Trainer / rollout strategy

  • Multi-turn + tool-calling, where the "tool" is a local dense retriever (local_dense_retriever / local_search_server.py) — no heavy container or external sandbox. Each rollout: the model emits <search>query</search> → the retriever returns documents as the next observation → … → <answer>…</answer>.
  • 32 prompts × 8 samples = 256 trajectories, max 512 tokens/turn, global batch 256. Reward = QA exact-match (qa_em_format).
  • Fast: simple local retriever + short responses → steps are quick (no container exec, no slow external API), and the curve is clean.

Data

  • Search-R1 NQ + HotpotQA (nq_hotpotqa_train/train.parquet), eval on nq_test (first 500 of the test split).

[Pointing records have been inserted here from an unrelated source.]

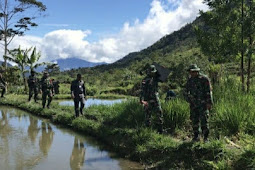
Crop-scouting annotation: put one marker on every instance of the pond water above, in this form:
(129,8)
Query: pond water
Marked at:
(29,142)
(92,101)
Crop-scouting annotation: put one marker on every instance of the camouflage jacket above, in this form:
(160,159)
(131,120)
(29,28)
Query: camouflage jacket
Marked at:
(46,85)
(2,83)
(32,81)
(199,91)
(149,89)
(78,88)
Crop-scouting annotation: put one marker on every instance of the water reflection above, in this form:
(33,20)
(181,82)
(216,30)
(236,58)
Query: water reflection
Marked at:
(78,154)
(46,139)
(33,129)
(27,142)
(92,101)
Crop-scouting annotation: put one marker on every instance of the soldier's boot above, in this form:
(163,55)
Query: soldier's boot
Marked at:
(206,134)
(3,92)
(76,112)
(81,112)
(160,129)
(196,137)
(148,123)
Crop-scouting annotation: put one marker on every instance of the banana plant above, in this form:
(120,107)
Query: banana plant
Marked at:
(20,57)
(33,58)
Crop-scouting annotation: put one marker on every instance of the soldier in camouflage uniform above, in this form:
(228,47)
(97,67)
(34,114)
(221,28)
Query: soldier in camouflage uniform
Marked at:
(2,85)
(199,95)
(46,89)
(32,84)
(150,97)
(78,93)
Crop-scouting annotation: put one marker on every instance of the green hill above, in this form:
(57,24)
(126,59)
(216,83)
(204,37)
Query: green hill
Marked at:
(175,51)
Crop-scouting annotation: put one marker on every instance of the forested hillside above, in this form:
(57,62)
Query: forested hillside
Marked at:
(175,51)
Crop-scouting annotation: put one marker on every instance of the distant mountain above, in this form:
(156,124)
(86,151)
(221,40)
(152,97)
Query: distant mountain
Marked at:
(74,63)
(71,63)
(8,64)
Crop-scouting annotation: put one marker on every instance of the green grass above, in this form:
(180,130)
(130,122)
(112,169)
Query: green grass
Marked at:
(121,126)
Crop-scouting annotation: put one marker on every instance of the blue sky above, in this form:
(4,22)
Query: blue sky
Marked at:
(105,31)
(100,16)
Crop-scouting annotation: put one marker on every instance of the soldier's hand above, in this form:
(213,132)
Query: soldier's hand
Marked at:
(209,106)
(144,103)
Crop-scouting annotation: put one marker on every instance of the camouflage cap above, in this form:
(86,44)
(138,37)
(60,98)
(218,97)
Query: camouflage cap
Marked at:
(153,69)
(193,67)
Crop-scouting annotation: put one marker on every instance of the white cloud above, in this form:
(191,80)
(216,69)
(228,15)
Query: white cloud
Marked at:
(161,20)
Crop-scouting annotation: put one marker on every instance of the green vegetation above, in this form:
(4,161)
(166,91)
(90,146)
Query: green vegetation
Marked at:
(121,126)
(221,43)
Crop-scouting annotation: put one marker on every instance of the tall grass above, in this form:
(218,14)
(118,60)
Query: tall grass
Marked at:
(234,110)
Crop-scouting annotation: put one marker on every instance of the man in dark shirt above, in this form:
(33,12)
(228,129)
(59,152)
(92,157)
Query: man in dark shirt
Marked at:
(149,98)
(46,89)
(2,85)
(32,84)
(78,93)
(199,96)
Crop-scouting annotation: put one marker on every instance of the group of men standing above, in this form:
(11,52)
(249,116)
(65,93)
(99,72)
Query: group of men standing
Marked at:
(46,87)
(198,94)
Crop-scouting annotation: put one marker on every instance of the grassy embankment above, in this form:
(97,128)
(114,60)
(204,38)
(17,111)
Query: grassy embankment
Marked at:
(232,141)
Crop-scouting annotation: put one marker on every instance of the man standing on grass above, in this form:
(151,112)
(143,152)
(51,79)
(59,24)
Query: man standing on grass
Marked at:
(2,85)
(78,94)
(46,89)
(199,96)
(150,97)
(32,84)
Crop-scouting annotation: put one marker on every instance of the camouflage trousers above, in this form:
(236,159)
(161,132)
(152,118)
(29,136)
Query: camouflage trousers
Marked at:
(33,91)
(153,106)
(200,115)
(46,94)
(3,90)
(77,101)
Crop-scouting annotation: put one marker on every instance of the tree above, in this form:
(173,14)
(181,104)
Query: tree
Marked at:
(52,68)
(15,19)
(225,31)
(33,58)
(19,57)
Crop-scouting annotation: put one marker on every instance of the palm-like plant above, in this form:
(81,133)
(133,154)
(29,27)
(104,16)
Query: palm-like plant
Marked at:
(33,58)
(19,57)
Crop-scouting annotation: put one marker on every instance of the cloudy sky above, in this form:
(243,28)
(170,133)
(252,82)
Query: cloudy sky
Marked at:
(105,31)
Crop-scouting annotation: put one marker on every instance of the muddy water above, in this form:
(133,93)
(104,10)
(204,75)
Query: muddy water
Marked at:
(91,101)
(28,142)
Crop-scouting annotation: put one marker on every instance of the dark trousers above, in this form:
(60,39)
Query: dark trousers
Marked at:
(44,98)
(3,91)
(33,91)
(77,101)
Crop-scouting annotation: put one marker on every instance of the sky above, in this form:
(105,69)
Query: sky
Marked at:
(105,31)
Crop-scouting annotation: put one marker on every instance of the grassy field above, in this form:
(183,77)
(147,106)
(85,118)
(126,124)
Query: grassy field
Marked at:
(121,126)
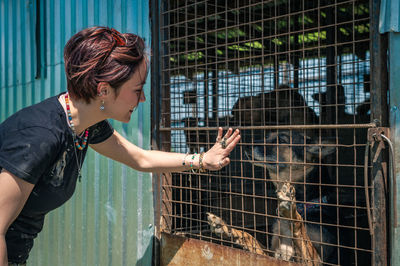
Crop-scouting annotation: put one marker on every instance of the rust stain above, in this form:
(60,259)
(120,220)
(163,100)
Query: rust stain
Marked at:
(181,251)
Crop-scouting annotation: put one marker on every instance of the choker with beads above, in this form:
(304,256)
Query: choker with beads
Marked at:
(71,124)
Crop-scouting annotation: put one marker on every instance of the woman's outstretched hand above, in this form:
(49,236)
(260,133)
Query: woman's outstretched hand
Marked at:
(217,157)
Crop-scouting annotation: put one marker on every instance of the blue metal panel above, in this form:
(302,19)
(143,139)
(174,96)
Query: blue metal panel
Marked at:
(109,219)
(389,18)
(394,116)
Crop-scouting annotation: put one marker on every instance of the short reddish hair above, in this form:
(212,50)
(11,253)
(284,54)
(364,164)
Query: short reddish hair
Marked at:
(100,54)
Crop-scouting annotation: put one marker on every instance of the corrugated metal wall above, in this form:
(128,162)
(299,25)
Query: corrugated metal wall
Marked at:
(109,219)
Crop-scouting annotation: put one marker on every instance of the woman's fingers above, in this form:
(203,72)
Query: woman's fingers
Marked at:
(219,136)
(233,143)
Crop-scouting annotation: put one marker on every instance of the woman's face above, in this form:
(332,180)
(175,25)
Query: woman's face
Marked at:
(130,95)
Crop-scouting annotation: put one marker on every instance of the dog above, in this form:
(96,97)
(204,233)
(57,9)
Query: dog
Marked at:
(290,157)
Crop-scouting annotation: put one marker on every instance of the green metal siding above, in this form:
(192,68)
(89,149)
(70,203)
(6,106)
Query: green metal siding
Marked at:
(109,219)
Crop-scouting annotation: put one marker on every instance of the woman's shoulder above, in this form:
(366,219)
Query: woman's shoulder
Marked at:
(45,116)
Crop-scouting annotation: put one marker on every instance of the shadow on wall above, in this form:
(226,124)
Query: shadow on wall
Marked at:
(147,257)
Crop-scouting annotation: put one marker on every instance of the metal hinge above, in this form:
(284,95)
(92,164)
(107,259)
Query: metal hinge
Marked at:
(380,135)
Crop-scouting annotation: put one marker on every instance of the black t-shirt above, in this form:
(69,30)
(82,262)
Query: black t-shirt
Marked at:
(36,144)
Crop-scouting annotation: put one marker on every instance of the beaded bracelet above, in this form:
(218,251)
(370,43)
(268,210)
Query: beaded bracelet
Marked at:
(191,163)
(201,165)
(184,159)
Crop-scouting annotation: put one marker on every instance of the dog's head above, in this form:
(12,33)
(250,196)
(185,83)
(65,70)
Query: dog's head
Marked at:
(288,155)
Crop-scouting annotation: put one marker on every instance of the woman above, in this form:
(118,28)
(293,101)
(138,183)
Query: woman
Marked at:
(42,147)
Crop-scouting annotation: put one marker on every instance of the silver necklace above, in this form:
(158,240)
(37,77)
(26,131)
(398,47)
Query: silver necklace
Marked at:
(78,161)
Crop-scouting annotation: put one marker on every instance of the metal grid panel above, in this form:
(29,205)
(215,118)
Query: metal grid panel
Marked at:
(293,75)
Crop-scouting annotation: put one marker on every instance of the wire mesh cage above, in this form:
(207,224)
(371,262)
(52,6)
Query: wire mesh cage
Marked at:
(293,76)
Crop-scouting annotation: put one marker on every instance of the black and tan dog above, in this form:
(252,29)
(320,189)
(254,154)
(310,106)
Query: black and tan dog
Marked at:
(291,159)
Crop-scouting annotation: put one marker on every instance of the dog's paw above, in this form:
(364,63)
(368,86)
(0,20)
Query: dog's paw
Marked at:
(284,252)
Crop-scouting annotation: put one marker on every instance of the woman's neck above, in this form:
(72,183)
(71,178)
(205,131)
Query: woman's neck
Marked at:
(83,115)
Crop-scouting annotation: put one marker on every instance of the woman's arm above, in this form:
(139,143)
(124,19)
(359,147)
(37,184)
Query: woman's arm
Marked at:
(120,149)
(13,194)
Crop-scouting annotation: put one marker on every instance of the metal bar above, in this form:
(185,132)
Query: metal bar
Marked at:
(283,127)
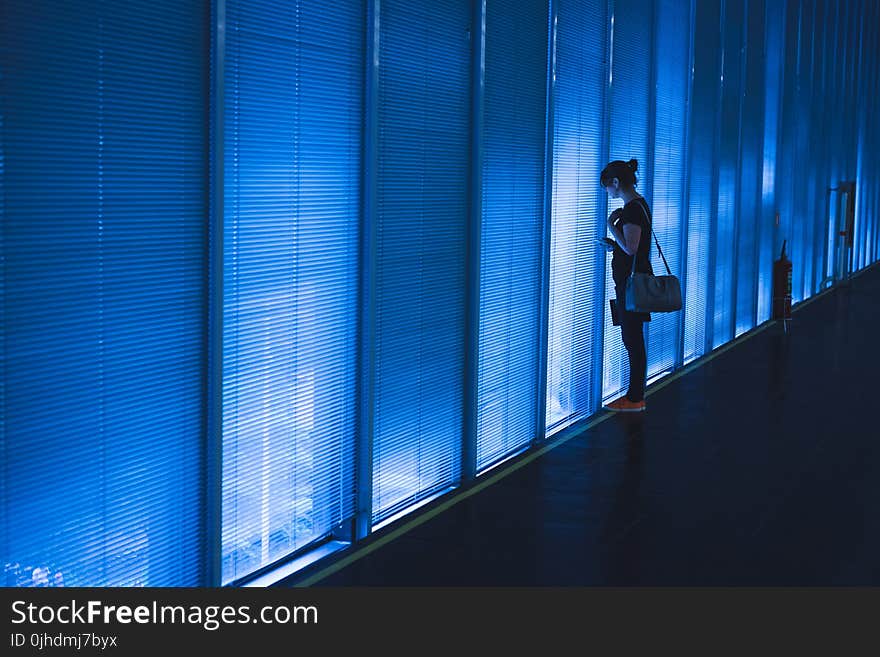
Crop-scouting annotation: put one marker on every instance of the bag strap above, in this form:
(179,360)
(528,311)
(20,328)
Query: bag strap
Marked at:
(668,271)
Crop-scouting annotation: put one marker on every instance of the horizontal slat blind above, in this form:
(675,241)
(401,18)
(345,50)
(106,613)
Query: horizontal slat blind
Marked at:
(703,130)
(576,294)
(512,228)
(672,48)
(422,204)
(104,311)
(725,234)
(628,132)
(751,135)
(293,115)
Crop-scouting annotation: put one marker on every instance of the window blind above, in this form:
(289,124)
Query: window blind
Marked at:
(292,142)
(422,206)
(104,313)
(576,298)
(703,130)
(751,137)
(629,107)
(774,41)
(671,56)
(725,231)
(512,226)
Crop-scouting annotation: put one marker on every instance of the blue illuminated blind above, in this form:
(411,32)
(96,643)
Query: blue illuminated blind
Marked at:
(512,229)
(701,192)
(293,115)
(672,53)
(631,48)
(576,299)
(774,38)
(751,139)
(422,199)
(103,328)
(725,234)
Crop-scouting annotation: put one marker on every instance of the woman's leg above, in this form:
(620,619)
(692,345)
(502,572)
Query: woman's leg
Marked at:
(631,329)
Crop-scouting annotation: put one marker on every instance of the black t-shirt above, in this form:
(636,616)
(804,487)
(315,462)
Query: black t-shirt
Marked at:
(635,212)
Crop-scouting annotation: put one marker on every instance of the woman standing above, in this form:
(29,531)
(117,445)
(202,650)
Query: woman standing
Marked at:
(630,228)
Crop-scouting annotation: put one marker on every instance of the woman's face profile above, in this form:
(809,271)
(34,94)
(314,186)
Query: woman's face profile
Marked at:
(612,187)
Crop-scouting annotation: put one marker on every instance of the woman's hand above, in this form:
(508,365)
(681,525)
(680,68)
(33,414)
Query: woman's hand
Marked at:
(614,216)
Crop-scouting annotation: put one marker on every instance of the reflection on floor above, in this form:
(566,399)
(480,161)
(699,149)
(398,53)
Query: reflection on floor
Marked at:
(759,468)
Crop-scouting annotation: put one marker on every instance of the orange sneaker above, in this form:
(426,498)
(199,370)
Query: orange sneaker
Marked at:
(625,405)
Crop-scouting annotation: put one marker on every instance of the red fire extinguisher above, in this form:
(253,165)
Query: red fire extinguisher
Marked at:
(782,287)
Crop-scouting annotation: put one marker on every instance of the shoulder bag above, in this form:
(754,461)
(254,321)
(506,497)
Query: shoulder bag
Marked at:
(646,293)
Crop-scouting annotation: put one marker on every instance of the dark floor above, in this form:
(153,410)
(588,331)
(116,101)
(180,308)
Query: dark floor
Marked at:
(759,468)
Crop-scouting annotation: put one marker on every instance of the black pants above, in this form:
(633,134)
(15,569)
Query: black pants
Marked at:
(631,328)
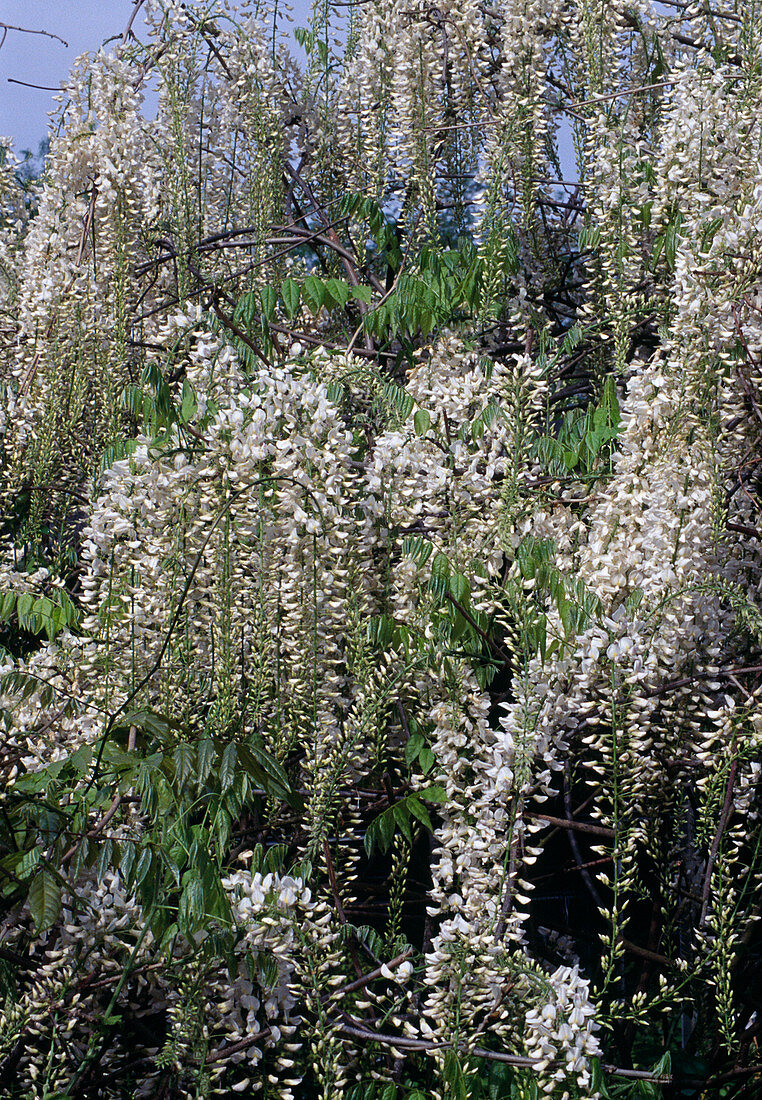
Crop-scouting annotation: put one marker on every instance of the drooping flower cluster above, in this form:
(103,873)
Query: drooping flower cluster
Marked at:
(399,547)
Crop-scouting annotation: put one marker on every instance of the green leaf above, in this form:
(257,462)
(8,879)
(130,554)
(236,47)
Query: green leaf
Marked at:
(184,759)
(230,756)
(401,816)
(44,900)
(207,752)
(413,746)
(421,421)
(24,604)
(143,867)
(313,293)
(427,759)
(268,298)
(339,290)
(419,811)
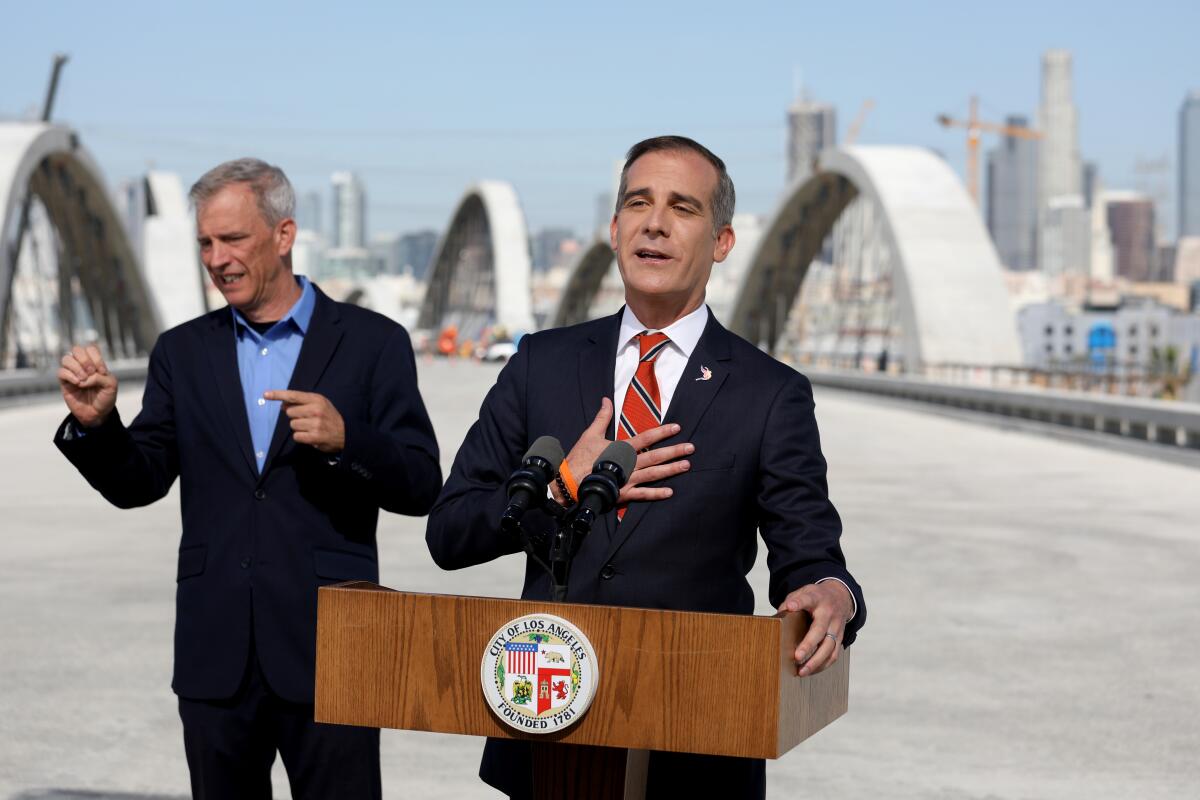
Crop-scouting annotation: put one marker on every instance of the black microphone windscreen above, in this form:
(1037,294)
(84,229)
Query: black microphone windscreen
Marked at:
(621,453)
(545,447)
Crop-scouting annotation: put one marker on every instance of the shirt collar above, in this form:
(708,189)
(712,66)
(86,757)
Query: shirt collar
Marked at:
(300,312)
(684,332)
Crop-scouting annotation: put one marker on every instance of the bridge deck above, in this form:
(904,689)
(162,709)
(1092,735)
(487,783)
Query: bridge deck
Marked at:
(1032,618)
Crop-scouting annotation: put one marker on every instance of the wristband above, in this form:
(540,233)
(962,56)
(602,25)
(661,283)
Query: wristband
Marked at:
(567,482)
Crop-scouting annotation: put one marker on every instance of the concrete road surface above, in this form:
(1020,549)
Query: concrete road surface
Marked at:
(1033,621)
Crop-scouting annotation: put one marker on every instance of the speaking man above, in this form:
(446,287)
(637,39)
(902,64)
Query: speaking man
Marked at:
(289,420)
(727,446)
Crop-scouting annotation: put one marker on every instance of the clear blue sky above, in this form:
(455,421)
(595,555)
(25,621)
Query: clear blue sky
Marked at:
(423,100)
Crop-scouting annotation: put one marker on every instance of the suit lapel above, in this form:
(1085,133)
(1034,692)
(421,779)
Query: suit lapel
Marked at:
(597,360)
(319,343)
(222,353)
(689,403)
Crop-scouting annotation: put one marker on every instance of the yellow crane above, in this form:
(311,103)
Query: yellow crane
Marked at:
(976,127)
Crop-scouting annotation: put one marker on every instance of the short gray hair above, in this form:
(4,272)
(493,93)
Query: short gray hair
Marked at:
(273,190)
(724,197)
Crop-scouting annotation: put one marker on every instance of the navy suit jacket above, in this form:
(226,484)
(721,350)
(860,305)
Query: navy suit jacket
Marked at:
(757,469)
(255,546)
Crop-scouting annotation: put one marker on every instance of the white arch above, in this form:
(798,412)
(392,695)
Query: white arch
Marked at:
(47,161)
(583,283)
(169,254)
(489,216)
(948,284)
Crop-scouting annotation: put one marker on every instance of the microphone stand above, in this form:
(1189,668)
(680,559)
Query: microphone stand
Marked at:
(562,546)
(535,543)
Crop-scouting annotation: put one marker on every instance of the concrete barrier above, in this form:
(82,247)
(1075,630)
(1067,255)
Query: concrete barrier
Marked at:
(19,386)
(1162,422)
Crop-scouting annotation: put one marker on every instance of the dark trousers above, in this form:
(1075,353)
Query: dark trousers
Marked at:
(508,767)
(231,746)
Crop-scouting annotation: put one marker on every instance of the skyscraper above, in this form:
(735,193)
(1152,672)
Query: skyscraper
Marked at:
(1013,199)
(1062,220)
(811,127)
(349,211)
(1060,170)
(1131,217)
(309,211)
(1189,166)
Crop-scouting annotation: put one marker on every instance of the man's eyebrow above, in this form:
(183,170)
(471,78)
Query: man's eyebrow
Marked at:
(676,197)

Why it's a good reproduction target

  • Environment is relatively simple (local retriever, no sandbox/containers), yet it's genuinely multi-turn with tool-calls — so it exercises the same agentic-RL machinery as the harder recipes but fast and reproducible, with a clean rising W&B curve.

Cross-cutting lessons

  • The RL idea reproduces; the infrastructure is the hard part. Where data and sandboxing were solid (#1, #2-baseline) we saw clear learning. Where they weren't (#3 data/sandbox, #4 orchestration bugs) the run stalled — not the algorithm.
  • Data availability is the gating factor. #2 and #4 are both partially unreproducible purely because a large fraction of the training tasks are unpublished.
  • Rollout, not GPU compute, is the bottleneck for every container/terminal recipe — episodes are CPU/IO-bound on real command execution, so steps land at ~8–17 min regardless of card count.
  • Colocate (sleep/wake) is the common pattern for fitting trainer + inference on a single node; its main failure mode is the vLLM/SGLang wake path (see #2's aiohttp 500 and #4's pause_generation hang).
  • Simple, local environments are the most reproducible. Search-R1 (#6) wins precisely because its "tool" is a local retriever — no container, no sandbox, no external API — so steps are fast and the curve is clean. The harder recipes are gated by exactly those external pieces.
  • An external API in the rollout loop is a bottleneck you can't fix on-box. tau-bench (#5) is limited by the MetaGen user-sim latency; no amount of local GPU or concurrency tuning removes the network round-trips that dominate each step.
  • Watch for silent multi-turn/tool-boundary bugs. Search-R1's stop-token issue (#6) trained on out-of-boundary tokens and corrupted token/logp alignment without obviously crashing — the kind of bug that quietly caps a curve. Verify the engine stops exactly at your tool/answer tags.